Thursday, September 20, 9:30 – 10:30

Masashi Sugiyama

Dr. John Hershey
Google, U.S.A.

Chair: Tomohiro Nakatani

Abstract: To perceive the world around us in a coherent way requires integration of multiple percepts across multiple modalities. The past has been marked by a divergence of methods across modalities and tasks, with integration often left as an afterthought. However, with everything, from microphone array signal processing to audio-visual scene understanding, utilizing similar deep learning methods, we have now entered an era where integrative tasks are the first-class subjects of end-to-end modeling efforts.
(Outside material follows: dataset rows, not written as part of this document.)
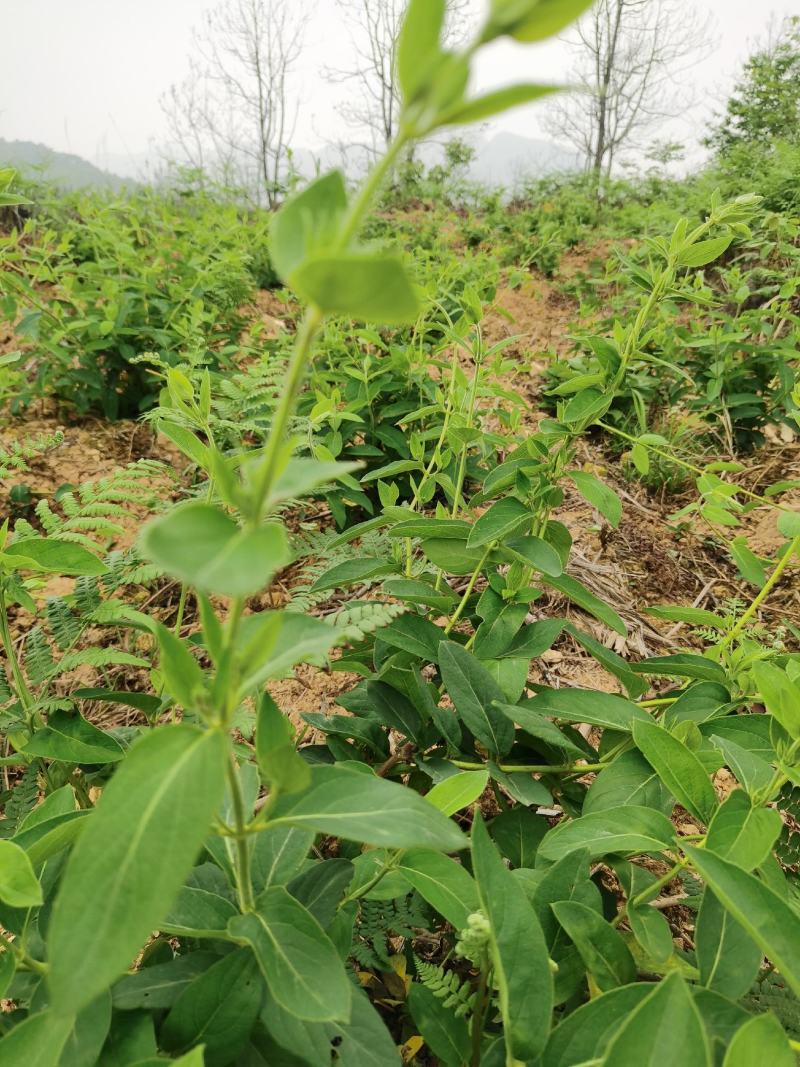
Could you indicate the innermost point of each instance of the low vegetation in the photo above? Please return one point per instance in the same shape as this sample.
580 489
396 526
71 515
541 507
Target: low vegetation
511 487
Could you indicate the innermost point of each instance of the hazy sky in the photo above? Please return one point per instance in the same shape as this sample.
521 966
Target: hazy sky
85 76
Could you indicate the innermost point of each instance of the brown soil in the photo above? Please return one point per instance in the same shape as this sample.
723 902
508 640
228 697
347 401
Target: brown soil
645 561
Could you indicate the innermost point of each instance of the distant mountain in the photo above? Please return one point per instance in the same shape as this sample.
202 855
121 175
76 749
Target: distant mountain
62 168
501 161
508 158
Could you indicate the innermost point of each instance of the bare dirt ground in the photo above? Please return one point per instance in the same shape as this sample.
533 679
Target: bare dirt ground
648 560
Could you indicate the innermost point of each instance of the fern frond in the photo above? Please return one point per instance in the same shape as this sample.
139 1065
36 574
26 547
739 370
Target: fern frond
5 694
86 594
99 657
772 994
93 513
447 986
22 798
16 457
362 618
38 661
65 626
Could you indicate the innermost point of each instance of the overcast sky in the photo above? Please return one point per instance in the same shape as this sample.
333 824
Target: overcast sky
85 76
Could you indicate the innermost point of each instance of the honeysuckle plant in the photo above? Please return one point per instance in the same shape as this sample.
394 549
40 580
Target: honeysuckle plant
204 909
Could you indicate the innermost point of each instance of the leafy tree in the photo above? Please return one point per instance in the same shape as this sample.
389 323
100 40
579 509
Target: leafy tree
765 106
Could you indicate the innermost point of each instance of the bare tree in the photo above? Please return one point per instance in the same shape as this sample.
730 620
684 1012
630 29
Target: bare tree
373 106
630 58
233 116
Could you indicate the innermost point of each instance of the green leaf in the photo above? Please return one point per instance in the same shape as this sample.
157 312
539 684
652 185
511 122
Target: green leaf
517 833
781 696
766 917
458 791
753 771
666 1028
761 1039
72 739
19 887
300 639
522 968
498 522
365 808
38 1040
302 475
56 557
445 1035
196 912
200 544
592 706
307 223
358 285
414 634
750 567
180 671
218 1009
682 665
652 930
452 556
475 694
533 552
678 768
90 1032
133 855
446 529
528 20
541 728
628 780
584 1034
321 888
351 571
694 616
744 833
278 855
704 252
605 954
537 638
278 760
158 986
788 524
298 959
610 662
578 593
48 838
728 958
394 710
629 829
564 880
492 104
362 1042
418 46
598 494
523 787
444 884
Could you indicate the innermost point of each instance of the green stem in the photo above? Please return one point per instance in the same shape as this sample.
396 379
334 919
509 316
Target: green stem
363 202
24 694
28 962
294 375
651 892
534 768
479 1014
242 868
771 582
468 591
388 866
181 608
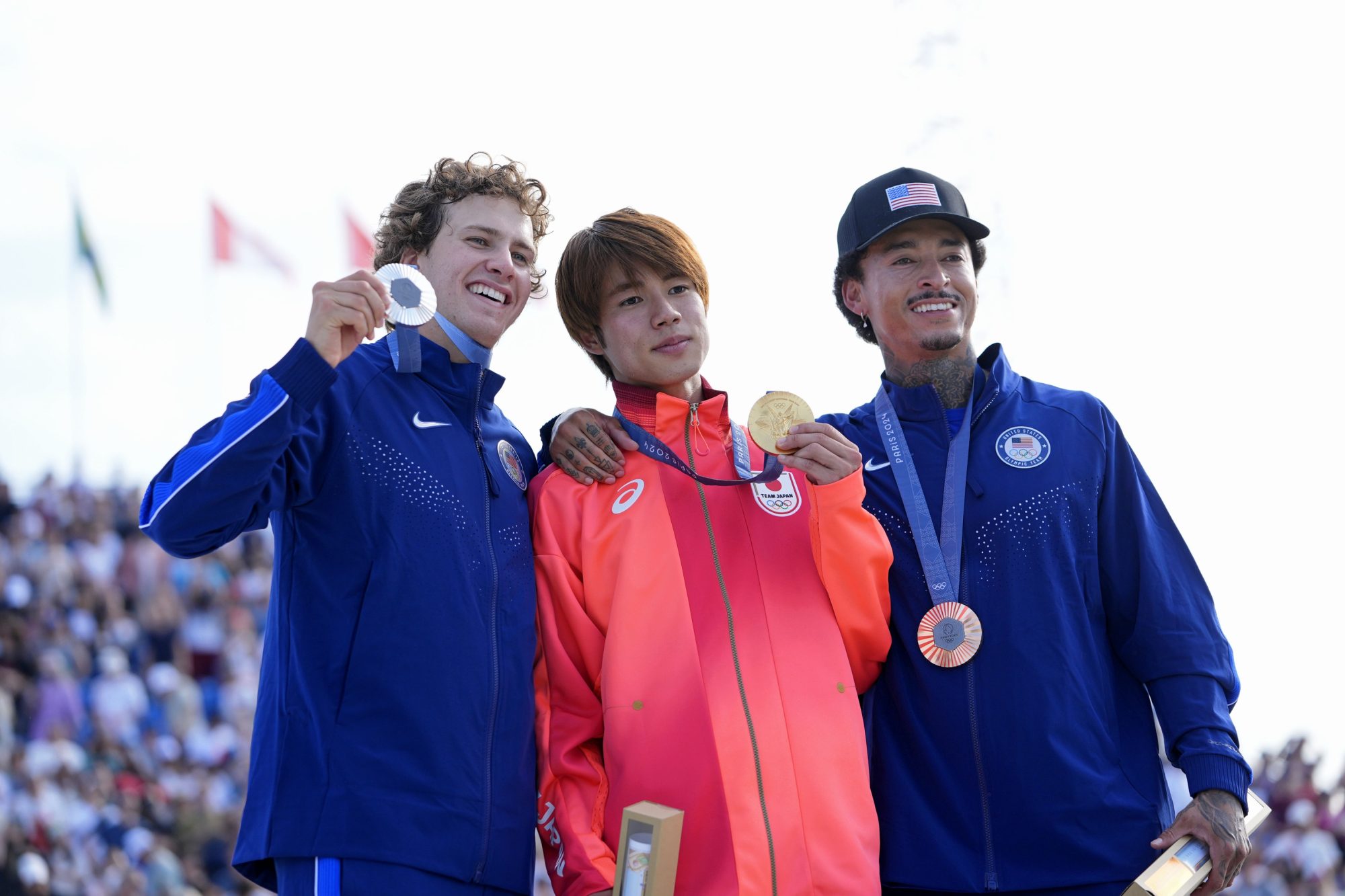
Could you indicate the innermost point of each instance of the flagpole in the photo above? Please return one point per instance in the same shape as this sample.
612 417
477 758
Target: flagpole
76 360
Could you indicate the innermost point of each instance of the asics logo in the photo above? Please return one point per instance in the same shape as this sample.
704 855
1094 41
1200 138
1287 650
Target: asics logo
428 424
626 498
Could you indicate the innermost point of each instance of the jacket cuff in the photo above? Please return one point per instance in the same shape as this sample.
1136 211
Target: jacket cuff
303 374
1208 771
849 490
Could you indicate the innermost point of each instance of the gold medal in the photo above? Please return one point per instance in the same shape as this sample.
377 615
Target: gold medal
950 634
773 416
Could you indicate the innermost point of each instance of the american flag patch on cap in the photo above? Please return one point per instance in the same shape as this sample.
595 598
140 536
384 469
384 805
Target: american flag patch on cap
913 194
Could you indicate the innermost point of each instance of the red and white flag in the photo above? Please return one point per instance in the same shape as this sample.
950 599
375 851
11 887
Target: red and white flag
235 245
360 244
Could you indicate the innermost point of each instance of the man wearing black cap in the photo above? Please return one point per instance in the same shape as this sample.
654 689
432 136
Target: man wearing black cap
1042 596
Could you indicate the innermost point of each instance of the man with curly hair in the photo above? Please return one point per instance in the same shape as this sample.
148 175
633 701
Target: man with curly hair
393 744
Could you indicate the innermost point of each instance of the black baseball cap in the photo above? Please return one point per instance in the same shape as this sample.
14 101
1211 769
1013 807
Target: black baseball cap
898 197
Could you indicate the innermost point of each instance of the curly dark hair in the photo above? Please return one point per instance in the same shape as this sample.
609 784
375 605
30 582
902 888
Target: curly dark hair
848 268
418 213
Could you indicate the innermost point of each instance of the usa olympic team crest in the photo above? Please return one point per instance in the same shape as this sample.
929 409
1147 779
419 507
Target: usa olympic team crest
513 466
1023 447
779 498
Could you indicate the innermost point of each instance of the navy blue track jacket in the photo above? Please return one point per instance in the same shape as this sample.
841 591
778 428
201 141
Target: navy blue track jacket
1036 764
395 716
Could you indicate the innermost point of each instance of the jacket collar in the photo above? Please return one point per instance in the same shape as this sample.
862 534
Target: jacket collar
665 416
922 403
453 380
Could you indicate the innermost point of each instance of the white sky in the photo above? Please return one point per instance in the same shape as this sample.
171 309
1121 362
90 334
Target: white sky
1163 184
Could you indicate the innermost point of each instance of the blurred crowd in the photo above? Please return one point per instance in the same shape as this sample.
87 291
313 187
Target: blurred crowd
1301 849
128 681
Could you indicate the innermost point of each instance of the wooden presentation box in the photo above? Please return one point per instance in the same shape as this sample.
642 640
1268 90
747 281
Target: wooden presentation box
661 827
1186 864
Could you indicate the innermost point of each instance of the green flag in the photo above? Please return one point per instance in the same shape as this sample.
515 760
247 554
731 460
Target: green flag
85 249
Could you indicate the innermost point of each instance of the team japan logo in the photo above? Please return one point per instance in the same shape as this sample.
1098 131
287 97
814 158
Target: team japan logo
1023 447
779 498
513 464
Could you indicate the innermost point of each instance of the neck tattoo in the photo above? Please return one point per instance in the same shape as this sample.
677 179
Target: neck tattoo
952 377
Long-standing issues for integration, such as robust fusion of multiple inputs, and the question of the correspondence between percepts across modalities, are resurfacing to be addressed by new approaches from the deep learning toolbox. This talk will present recent attempts to integrate different combinations of beamforming, source separation, visual processing, and multi-lingual speech recognition. Experimental work will be presented on a variety of integrative tasks that attempt to push the envelope of what can be done within a single coherent system. We are at a point in time where such work raises as many questions as it answers; the talk will highlight open issues and new directions suggested by the current state of the art.

Biography: John is a researcher at Google in Cambridge, Massachusetts where he leads a research team in machine perception, since joining in January 2018. Prior to that he spent seven years leading the speech and audio research team at MERL (Mitsubishi Electric Research Labs), and five years at IBM's T. J. Watson Research Center in New York, where he led a team of researchers in noise-robust speech recognition. He also spent a year as a visiting researcher in the speech group at Microsoft Research in 2004, after obtaining his Ph D from UCSD. Over the years he has contributed to more than 100 publications and over 30 patents in the areas of machine perception, speech processing, speech recognition, and natural language understanding.